Grenzenlos schwach

Die Diversity-Lüge

Da stellt sich einer in die Küche und bereitet 10 unterschiedliche Saucen vor. Lässt jeder einzelnen viel Arbeit und Zeit angedeihen um nicht nur einen beliebigen, sondern den besten „Café de Paris“ hinzukriegen, die beste Curry-Sauce, den besten Knoblauch-Dip. Und dann – wenn er fertig ist – schüttet er alles in einen Topf und verrührt die Chose. Was er danach noch tut, spielt keine Rolle: Ob er den Einheitsbrei in einer Schüssel lässt oder ihn in zwanzig Schüsselchen verteilt – es bleibt Einheitsbrei.

Genau dasselbe passiert überall dort, wo Grenzen aufgehoben werden: die Vernichtung von Vielfalt. Es ist das Gegenteil von Buntheit und Diversity. Es ist am Ende nur eines: Zerstörung von Individualität.

Diesem Widerspruch zum Trotz, wird die Diversity-Lüge geglaubt. Seit Jahrzehnten. Grenzen sind nach und nach Synonym für Eingeschlossensein, Einschränkung, Kurzsichtigkeit und Isolierung geworden. Sie werden gleichgesetzt mit Stagnation, Rückschritt und Reaktion. Wer als offen gelten will, als modern und fortschrittlich, hält sie für unerwünscht und für zugehörig zu einem überkommenen System von Vorurteilen.

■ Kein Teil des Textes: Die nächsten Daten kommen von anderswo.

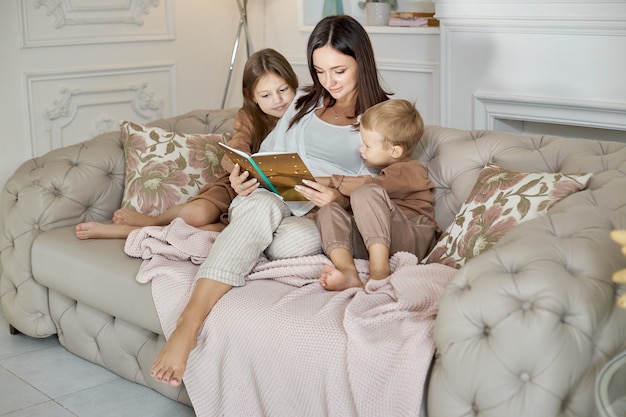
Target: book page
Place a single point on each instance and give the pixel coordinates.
(284, 171)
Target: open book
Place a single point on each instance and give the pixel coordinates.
(277, 172)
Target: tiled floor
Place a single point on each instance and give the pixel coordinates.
(38, 377)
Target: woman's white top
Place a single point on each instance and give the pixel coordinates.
(325, 148)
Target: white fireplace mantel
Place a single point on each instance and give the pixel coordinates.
(557, 62)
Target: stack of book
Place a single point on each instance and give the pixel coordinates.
(413, 19)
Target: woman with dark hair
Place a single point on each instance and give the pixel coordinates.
(320, 126)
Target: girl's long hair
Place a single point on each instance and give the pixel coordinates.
(346, 35)
(259, 64)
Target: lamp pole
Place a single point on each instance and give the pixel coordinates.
(243, 25)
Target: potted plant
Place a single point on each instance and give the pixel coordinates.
(378, 11)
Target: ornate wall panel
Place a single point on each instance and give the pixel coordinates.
(76, 22)
(65, 108)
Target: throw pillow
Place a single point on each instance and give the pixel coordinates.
(167, 168)
(499, 201)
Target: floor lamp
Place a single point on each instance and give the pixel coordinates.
(243, 25)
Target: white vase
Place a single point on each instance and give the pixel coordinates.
(377, 14)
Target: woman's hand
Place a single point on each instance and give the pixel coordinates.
(240, 182)
(319, 194)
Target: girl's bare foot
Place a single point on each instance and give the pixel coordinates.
(170, 364)
(213, 227)
(94, 230)
(132, 218)
(335, 280)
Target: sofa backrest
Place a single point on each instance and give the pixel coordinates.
(455, 157)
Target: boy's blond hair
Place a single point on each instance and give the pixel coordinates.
(398, 121)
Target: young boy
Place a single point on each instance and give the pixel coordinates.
(390, 213)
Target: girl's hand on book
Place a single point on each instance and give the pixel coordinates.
(240, 182)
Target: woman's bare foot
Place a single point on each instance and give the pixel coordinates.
(94, 230)
(335, 280)
(132, 218)
(170, 364)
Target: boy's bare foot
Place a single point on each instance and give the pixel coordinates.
(335, 280)
(170, 364)
(379, 273)
(132, 218)
(94, 230)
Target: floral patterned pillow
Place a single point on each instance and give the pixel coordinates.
(499, 201)
(167, 168)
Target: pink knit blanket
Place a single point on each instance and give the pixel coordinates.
(282, 345)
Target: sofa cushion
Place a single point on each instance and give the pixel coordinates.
(165, 168)
(96, 272)
(499, 200)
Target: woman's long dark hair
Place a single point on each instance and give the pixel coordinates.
(346, 35)
(260, 63)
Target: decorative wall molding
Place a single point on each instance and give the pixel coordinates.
(67, 14)
(63, 107)
(79, 22)
(489, 107)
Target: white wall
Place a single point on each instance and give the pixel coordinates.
(180, 54)
(534, 62)
(407, 58)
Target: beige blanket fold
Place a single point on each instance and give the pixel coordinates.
(282, 345)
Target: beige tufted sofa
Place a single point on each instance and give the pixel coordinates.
(523, 329)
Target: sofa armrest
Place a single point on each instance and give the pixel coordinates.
(524, 328)
(69, 185)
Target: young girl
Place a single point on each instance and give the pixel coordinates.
(269, 85)
(319, 126)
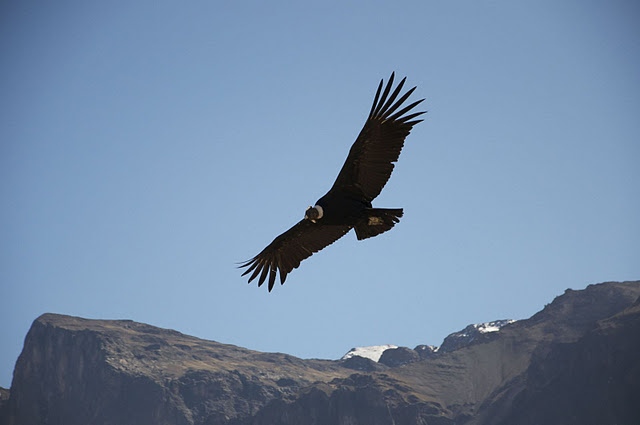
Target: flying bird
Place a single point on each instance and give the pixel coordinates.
(347, 205)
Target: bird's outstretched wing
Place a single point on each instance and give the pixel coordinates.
(287, 250)
(370, 161)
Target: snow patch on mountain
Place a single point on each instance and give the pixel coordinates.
(373, 352)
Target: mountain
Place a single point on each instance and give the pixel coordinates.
(575, 361)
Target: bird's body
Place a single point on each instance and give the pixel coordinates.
(347, 205)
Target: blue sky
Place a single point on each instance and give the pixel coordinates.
(146, 147)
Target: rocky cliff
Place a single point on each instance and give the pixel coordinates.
(576, 361)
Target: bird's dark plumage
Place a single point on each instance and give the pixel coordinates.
(347, 205)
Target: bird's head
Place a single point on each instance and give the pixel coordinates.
(313, 213)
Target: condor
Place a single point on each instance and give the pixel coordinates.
(347, 205)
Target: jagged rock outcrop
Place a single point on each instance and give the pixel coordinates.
(574, 362)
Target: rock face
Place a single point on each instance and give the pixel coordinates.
(576, 361)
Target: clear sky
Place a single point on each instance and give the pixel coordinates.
(146, 147)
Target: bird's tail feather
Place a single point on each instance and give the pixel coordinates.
(378, 220)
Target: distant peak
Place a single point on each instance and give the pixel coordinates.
(373, 352)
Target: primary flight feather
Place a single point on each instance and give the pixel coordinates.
(347, 205)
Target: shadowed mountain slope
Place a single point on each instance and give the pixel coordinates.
(573, 362)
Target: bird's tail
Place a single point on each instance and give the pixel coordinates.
(376, 221)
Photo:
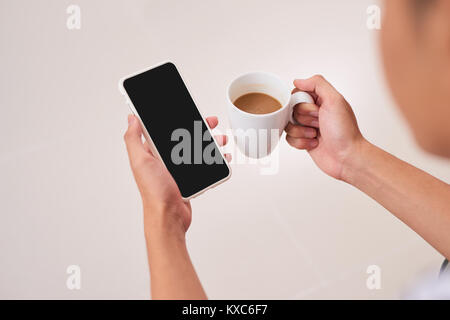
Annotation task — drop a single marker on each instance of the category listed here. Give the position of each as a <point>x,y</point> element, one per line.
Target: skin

Denn: Der offene, gute Mensch, so lautet die Lehre, hat keine Vorurteile im Sinn einer Vorbestimmtheit dessen, was er sieht. Alles hat gleichgestellt zu sein. Eine „Ordnung der Dinge“ ist ebenso negativ wie Trumps Mauer, ein natürliches Zusammengehören oder Nicht-Zusammengehören ist meinungsmässiger Stacheldraht. Wer sich vom schlechten Menschen zum guten hochsozialisieren will, meidet sie. Einen heute zu fragen, woher er komme, anstatt sich auf ein vages „Wer/was bist du?“ zu beschränken, gilt im Zirkel der Guten schon als Rassismus.

Was unterschlagen wird dabei: Grenzen schaffen Unterschiede. Unterschiede erschaffen Bedeutung. Im Unterschiedlosen dagegen wird Bedeutung, werden Sie und ich, Staaten, Städte, Dörfer, Kulturen, Sprachen und Familien ausgelöscht.

Zu behaupten, die Auflösung von Grenzen zwischen Staaten, zwischen Öffentlichem und Privatem, zwischen Göttlichem und Menschlichem, zwischen Geschlechtern, zwischen Wissenschaften, zwischen Individuum und dem Durchschnitt einer Gruppe, schaffe Vielfalt und Buntheit, ist eine Lüge. Es ist nicht Vielfalt, die so entsteht – es ist sinn- und bedeutungsloses Niemandsland. Bevölkert von Massenmenschen, die zu schwach sind und zu egoistisch für die Wirklichkeit und die nur noch pürierte und vorgekaute Bilder der Wirklichkeit ertragen. Am besten mit sich selbst als Hauptgegenstand. Und das nennt sich dann Individualität.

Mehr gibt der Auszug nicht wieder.